— Лошадки, говоришь? — оживился Латыпов. Цепко ухватил со стола свечу. — Айда, смотреть будем.
Пошли в конюшню. Крайним стоял Арап — злющий в работе, а теперь и вовсе осатаневший от голода жеребец, дрессированный для джигитовки. Арап зло блеснул фиолетовым глазом, трахнул копытом в переборку. Латыпов отдал свечу Курмахеру и полез за перегородку. Арап вскинулся было на дыбы — не успел: Латыпов сунул ему пригоршню с ландрином. Арап с треском крушил зубами конфеты, Латыпов лазил у него под брюхом, сноровисто щупал бабки, копыта. Курмахер ахал, обмирал от переживания. Арап прожевал, звучно сглотнул, погнав комок по вороному горлу, и заржал, скособочив голову себе под брюхо: мол, давай еще.
Курмахер отдал коней не торгуясь: жалко было оголодавшую животину. Латыпов заодно сторговал и брезент — бойцам на палатки в летних лагерях пригодится. Оказался мужичок комендантом-помначхозом из гарнизонной крепости в Чечне. Прибыл в Ростов по делам и увидел объявление Курмахера.
Веяло от него какой-то незнакомой Курмахеру устойчивостью, будто ходил по земле не человек, а тяжеленный сосудик с ртутью, и переливалась, играла она в Латыпове при каждом движении.
Когда, отогнув полу френча, комендант выложил перед Курмахером банковский чек и стал заполнять его, долго созревавший Отто наконец решился:
— Уважаемый помначхоз, вы не имель шелание полючать в свой гарнизон ош-шень опытни завхоз?
— Ежели очень опытный — нужон! — ответил Латыпов и опорожнил коробочку в разинутый рот. — А кто таков?.
— Это есть я, — отчего-то волнуясь, объявил Отто.
Жизнь его пошла вразнос — грозная, зыбкая, беспросветная впереди. И до ужаса захотелось спрятаться, переждать, передохнуть где-нибудь в тихой гавани. Латыпова послал ему сам бог. На том и порешили. Не пустил Курмахер Латыпова в гарнизонные казармы, умолил остаться на ночь. На ворохе брезента постелил ему одеяло, бросил подушку.
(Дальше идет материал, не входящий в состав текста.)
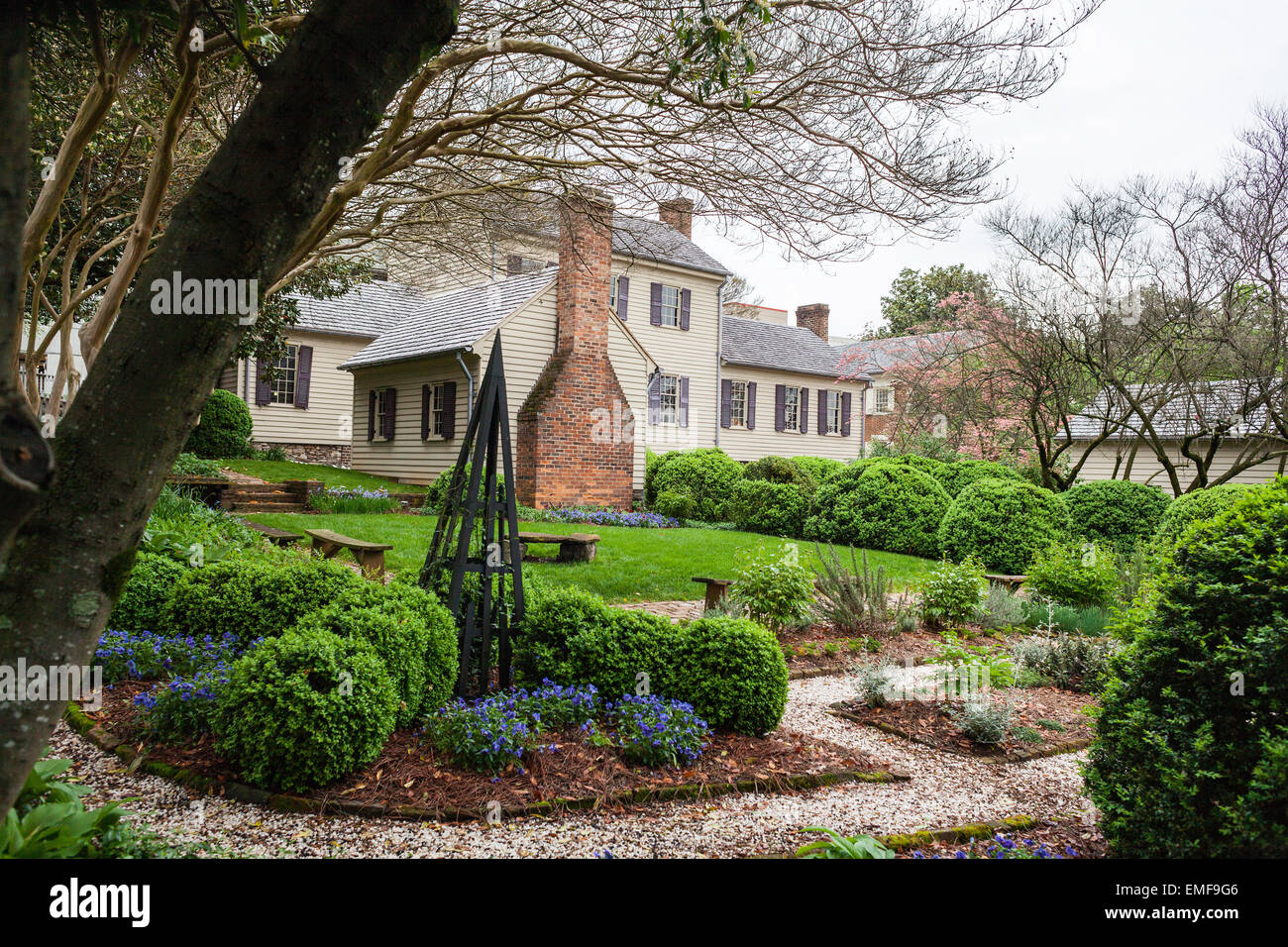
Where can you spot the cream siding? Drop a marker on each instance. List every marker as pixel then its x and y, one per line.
pixel 1146 470
pixel 742 444
pixel 330 395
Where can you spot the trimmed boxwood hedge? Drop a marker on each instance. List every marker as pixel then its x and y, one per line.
pixel 1117 513
pixel 304 709
pixel 1193 506
pixel 224 428
pixel 1004 523
pixel 1192 750
pixel 730 671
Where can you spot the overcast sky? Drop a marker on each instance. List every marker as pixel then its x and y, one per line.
pixel 1154 86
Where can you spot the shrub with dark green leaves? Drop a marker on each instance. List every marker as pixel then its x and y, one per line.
pixel 1192 750
pixel 153 578
pixel 305 709
pixel 706 474
pixel 224 428
pixel 1193 506
pixel 888 505
pixel 1116 513
pixel 1004 523
pixel 773 509
pixel 253 598
pixel 733 673
pixel 1074 577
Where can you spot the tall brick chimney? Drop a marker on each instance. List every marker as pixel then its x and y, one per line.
pixel 814 318
pixel 678 213
pixel 575 442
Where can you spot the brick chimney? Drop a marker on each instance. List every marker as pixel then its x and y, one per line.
pixel 814 318
pixel 575 441
pixel 678 213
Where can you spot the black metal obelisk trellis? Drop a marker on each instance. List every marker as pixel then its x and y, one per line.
pixel 478 534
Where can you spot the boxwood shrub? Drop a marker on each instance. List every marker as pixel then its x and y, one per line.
pixel 1192 750
pixel 729 669
pixel 305 709
pixel 1117 513
pixel 706 474
pixel 147 589
pixel 1193 506
pixel 1004 523
pixel 224 428
pixel 253 596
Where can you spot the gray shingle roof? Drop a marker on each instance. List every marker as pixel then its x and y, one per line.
pixel 1180 414
pixel 452 321
pixel 785 348
pixel 365 311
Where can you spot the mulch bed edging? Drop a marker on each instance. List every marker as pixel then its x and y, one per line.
pixel 282 801
pixel 838 709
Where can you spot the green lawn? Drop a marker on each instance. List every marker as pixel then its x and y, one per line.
pixel 277 471
pixel 631 565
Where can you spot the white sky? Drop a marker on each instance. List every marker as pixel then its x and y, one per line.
pixel 1155 86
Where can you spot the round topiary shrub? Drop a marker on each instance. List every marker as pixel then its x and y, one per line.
pixel 957 475
pixel 304 709
pixel 1192 751
pixel 1116 513
pixel 774 509
pixel 733 673
pixel 892 506
pixel 224 427
pixel 706 474
pixel 1003 523
pixel 253 598
pixel 1193 506
pixel 151 579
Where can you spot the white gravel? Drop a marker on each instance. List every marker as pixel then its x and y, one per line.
pixel 944 789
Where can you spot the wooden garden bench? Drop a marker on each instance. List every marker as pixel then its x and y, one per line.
pixel 717 589
pixel 1012 582
pixel 369 556
pixel 579 547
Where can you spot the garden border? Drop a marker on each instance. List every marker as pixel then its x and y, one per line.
pixel 1019 757
pixel 282 801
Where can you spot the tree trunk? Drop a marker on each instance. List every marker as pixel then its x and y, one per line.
pixel 320 101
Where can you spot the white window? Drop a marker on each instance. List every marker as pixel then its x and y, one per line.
pixel 738 405
pixel 669 399
pixel 793 408
pixel 670 305
pixel 436 410
pixel 283 376
pixel 833 412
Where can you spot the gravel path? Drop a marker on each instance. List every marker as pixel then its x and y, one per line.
pixel 944 789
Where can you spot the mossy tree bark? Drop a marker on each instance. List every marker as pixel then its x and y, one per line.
pixel 320 101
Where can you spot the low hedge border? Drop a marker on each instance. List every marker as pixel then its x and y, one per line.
pixel 1019 757
pixel 283 801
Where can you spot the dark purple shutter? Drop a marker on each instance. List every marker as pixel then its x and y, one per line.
pixel 263 393
pixel 449 410
pixel 425 395
pixel 623 291
pixel 303 375
pixel 390 411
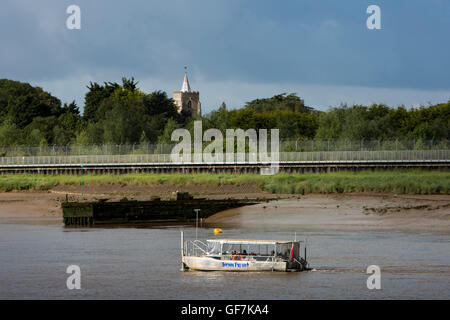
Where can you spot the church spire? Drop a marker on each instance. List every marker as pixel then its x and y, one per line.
pixel 185 87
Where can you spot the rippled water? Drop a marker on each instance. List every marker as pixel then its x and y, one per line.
pixel 130 263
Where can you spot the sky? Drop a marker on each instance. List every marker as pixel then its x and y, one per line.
pixel 235 50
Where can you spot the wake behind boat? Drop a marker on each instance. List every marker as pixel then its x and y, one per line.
pixel 243 255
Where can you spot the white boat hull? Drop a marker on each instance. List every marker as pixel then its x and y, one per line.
pixel 205 263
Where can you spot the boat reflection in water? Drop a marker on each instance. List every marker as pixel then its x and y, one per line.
pixel 243 255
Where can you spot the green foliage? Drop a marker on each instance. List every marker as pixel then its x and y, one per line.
pixel 123 114
pixel 21 102
pixel 379 122
pixel 400 182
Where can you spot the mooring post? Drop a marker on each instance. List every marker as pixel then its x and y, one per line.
pixel 81 182
pixel 182 250
pixel 196 223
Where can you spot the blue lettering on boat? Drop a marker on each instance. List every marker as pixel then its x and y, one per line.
pixel 236 264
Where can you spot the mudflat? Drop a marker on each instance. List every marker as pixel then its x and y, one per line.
pixel 350 211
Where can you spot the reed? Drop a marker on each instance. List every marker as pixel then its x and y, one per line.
pixel 398 181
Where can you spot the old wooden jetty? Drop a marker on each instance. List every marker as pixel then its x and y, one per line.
pixel 183 209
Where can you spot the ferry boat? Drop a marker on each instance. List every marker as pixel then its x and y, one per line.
pixel 243 255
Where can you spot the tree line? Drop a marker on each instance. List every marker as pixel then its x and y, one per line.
pixel 121 113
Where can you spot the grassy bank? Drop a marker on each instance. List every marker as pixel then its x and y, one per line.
pixel 399 181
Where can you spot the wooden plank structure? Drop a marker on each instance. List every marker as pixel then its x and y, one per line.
pixel 136 212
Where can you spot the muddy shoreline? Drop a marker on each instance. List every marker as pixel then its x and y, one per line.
pixel 350 211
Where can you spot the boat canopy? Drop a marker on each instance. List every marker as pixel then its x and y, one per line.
pixel 253 242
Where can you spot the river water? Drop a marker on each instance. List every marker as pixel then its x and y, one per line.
pixel 144 263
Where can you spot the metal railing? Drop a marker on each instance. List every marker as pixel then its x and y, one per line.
pixel 298 145
pixel 360 156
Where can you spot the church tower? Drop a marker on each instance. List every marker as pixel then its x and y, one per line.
pixel 186 100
На ночь глядя сели резаться в подкидного. Любил немец русского «дурака».
Латыпов, подогнув ноги, восседал на брезенте китайским божком, азартно шлепал засаленную карту о чемоданчик, шевелил тараканьим усом, тоненько покрикивал:
— Трефа моя, м-матушка родимая... а вот я тебя королем по сусалам!
Колыхались язычки пламени, оплывали свечи. Курмахер сдавал, морщил нос, подхихикивал — выигрывал. Оттаивала замороженная душа, становилось на удивление покойно с Латыповым — впервые за многие дни. Порешили ехать через двое суток на третьи. Объяснил это помначхоз заботами, которых набралось в Ростове невпроворот. О том, что состояли они в получении боеприпасов на гарнизон, — в такие подробности Латыпов не вдавался: каждый сверчок знай свой шесток. Пока так решил Латыпов про Курмахера.
Сколько помнил себя Ахмедхан, солнце выплывало утром из-за горы под серебряный перестук отцовского молота. Светило всегда заставало Хизира за работой. Кузницу он поставил на краю оврага, на отшибе, чтобы ранний звон не тревожил аульчан.
Овраг был поначалу для Ахмедхана преисподней, где жили шайтаны. Сырой, мрачный, заросший терном и кизилом, он казался бездонным.
Ахмедхан приходил утром к отцу и приносил узелок с едой — кусок сыра, лепешки, кувшин молока. Пока отец ел, Ахмедхан выходил из низенькой, в прогорклом чаду кузницы и садился на край оврага. Зеленая преисподняя под ногами Ахмедхана жила своей жизнью. Как раз напротив кузницы росла кряжистая, в два обхвата чинара. Прошивали птицы плотную кипень зарослей. В сумрачной глубине их что-то потрескивало, шевелилось. Из листвы грозным клыком торчал сук, обнажившийся корень чинары, белёсый, обглоданный временем и дождями.
Однажды солнце, пробравшись лучом сквозь крону, нащупало сук, и он вдруг ожил, затеплился дивным розовым светом. Тогда плавно втекла на него гадюка, толстая и черная, с железным, холодным блеском гуттаперчевого туловища. Она вытекала из листвы очень долго, казалось, этому движению не будет конца.
Гадюка дважды окольцевала сук и повела вокруг плоской треугольной головкой. Они встретились глазами — змея и маленький человек. И хотя их разделяла пропасть оврага, Ахмедхан запомнил на всю жизнь, как стал вползать в него липкий холод чужой воли.